OK, that premise sounds really stupid, but it’s not “entirely” awful. It’s about accepting yourself for who you are, even in the face of peer pressure. The only problem is, that’s not what the movie appears to be about at all — at least not according to the trailers that starting debuting almost a year ago (the only main thing we’ve seen changed since then is that the dwarfs are green now).
The original Red Shoes & the 7 Dwarfs teaser trailer presented the film as a lewd parody where Snow White was objectified for her body — it included a scene showing her sexily undressing in her room in full view of some peeping dwarfs, who became visibly horrified when they realise taking off her shoes meant Snow gained weight. Another teaser featured one of the dwarfs, presumably her love interest (based on other photos of their before-and-after transformations), viciously attacking the sleeping Snow White to get access to her red shoes.
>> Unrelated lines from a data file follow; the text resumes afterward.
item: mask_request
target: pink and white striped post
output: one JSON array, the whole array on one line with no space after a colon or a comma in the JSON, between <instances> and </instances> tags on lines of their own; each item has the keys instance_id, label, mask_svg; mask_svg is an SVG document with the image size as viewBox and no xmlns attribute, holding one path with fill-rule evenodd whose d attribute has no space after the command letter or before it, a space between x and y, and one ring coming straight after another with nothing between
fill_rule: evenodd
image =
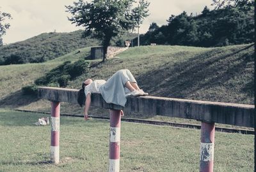
<instances>
[{"instance_id":1,"label":"pink and white striped post","mask_svg":"<svg viewBox=\"0 0 256 172\"><path fill-rule=\"evenodd\" d=\"M213 172L214 155L214 123L202 122L200 172Z\"/></svg>"},{"instance_id":2,"label":"pink and white striped post","mask_svg":"<svg viewBox=\"0 0 256 172\"><path fill-rule=\"evenodd\" d=\"M120 171L121 111L110 110L109 172Z\"/></svg>"},{"instance_id":3,"label":"pink and white striped post","mask_svg":"<svg viewBox=\"0 0 256 172\"><path fill-rule=\"evenodd\" d=\"M60 102L52 101L51 131L51 161L60 162Z\"/></svg>"}]
</instances>

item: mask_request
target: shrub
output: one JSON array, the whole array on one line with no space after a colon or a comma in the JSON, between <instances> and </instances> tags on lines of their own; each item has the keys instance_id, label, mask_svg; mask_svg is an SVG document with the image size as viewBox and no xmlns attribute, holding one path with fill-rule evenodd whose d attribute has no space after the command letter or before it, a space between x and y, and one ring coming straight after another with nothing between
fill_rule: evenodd
<instances>
[{"instance_id":1,"label":"shrub","mask_svg":"<svg viewBox=\"0 0 256 172\"><path fill-rule=\"evenodd\" d=\"M65 87L68 85L68 82L69 80L70 79L70 75L65 75L60 76L58 78L58 83L60 85L60 87Z\"/></svg>"},{"instance_id":2,"label":"shrub","mask_svg":"<svg viewBox=\"0 0 256 172\"><path fill-rule=\"evenodd\" d=\"M33 84L32 85L26 86L22 88L22 93L25 95L36 95L37 85Z\"/></svg>"}]
</instances>

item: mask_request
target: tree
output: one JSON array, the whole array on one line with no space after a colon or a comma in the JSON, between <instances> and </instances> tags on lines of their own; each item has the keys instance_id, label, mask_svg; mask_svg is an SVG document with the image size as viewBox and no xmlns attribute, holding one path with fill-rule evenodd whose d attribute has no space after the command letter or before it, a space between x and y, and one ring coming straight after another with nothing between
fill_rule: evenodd
<instances>
[{"instance_id":1,"label":"tree","mask_svg":"<svg viewBox=\"0 0 256 172\"><path fill-rule=\"evenodd\" d=\"M140 47L140 25L142 24L143 19L149 15L148 7L150 3L145 0L140 0L138 7L132 10L134 19L138 28L138 47Z\"/></svg>"},{"instance_id":2,"label":"tree","mask_svg":"<svg viewBox=\"0 0 256 172\"><path fill-rule=\"evenodd\" d=\"M212 0L212 5L216 9L223 7L242 7L244 8L253 4L253 0Z\"/></svg>"},{"instance_id":3,"label":"tree","mask_svg":"<svg viewBox=\"0 0 256 172\"><path fill-rule=\"evenodd\" d=\"M152 32L156 30L157 30L159 28L159 27L156 23L152 22L148 27L148 32Z\"/></svg>"},{"instance_id":4,"label":"tree","mask_svg":"<svg viewBox=\"0 0 256 172\"><path fill-rule=\"evenodd\" d=\"M85 27L85 36L92 34L102 41L105 61L111 39L136 27L134 18L138 17L132 9L134 3L133 0L93 0L92 3L79 0L74 2L74 6L65 7L72 15L68 20Z\"/></svg>"},{"instance_id":5,"label":"tree","mask_svg":"<svg viewBox=\"0 0 256 172\"><path fill-rule=\"evenodd\" d=\"M5 34L10 26L9 23L4 23L6 19L12 19L11 15L0 11L0 46L3 45L2 36Z\"/></svg>"},{"instance_id":6,"label":"tree","mask_svg":"<svg viewBox=\"0 0 256 172\"><path fill-rule=\"evenodd\" d=\"M208 8L207 6L205 6L204 8L204 10L202 11L202 14L203 16L206 16L210 12L210 9Z\"/></svg>"}]
</instances>

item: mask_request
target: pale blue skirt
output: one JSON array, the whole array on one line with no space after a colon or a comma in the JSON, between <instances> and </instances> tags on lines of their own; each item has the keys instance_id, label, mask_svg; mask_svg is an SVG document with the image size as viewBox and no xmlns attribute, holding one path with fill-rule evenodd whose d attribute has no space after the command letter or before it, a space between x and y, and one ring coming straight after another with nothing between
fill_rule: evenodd
<instances>
[{"instance_id":1,"label":"pale blue skirt","mask_svg":"<svg viewBox=\"0 0 256 172\"><path fill-rule=\"evenodd\" d=\"M131 92L125 87L127 81L137 83L128 69L118 71L112 75L99 89L99 92L106 102L124 107L127 100L125 94Z\"/></svg>"}]
</instances>

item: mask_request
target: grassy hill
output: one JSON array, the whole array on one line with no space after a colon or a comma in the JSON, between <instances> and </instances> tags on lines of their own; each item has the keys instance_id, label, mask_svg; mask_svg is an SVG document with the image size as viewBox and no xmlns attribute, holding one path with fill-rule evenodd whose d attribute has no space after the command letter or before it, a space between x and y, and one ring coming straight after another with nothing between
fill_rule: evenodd
<instances>
[{"instance_id":1,"label":"grassy hill","mask_svg":"<svg viewBox=\"0 0 256 172\"><path fill-rule=\"evenodd\" d=\"M22 87L67 60L78 60L90 53L81 49L42 64L0 66L0 107L49 111L47 101L22 95ZM79 89L86 78L107 80L116 71L129 69L139 85L150 95L177 98L253 103L253 45L218 48L143 46L129 48L119 58L90 61L88 72L69 82ZM108 111L91 108L92 115ZM77 104L62 103L61 112L83 113ZM145 114L144 114L145 115Z\"/></svg>"},{"instance_id":2,"label":"grassy hill","mask_svg":"<svg viewBox=\"0 0 256 172\"><path fill-rule=\"evenodd\" d=\"M78 48L99 45L100 42L90 36L83 38L83 30L71 32L42 33L23 41L0 47L0 65L42 62L54 59ZM115 38L113 45L134 37L127 33Z\"/></svg>"}]
</instances>

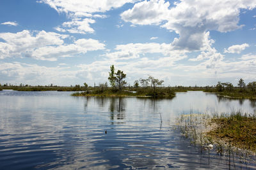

Neither of those trailers imply that the movie’s story will be empowering to women in the slightest; in fact, they convey the polar opposite. Everything we’ve seen so far is unpleasant and demeaning. Now, Moretz and the producers are telling us the film is something else entirely (despite all the evidence to the contrary), and that we just have to take their word for it. But it’s going to take more than just empty platitudes, or even a non-horrible new trailer, to get us to even consider giving Red Shoes & the 7 Dwarfs a chance. Honestly, unless this movie rises like a phoenix from the ashes to become the new Frozen, there’s little it can do to repair the damage it’s already caused. Save your breath and re-watch Shrek 2.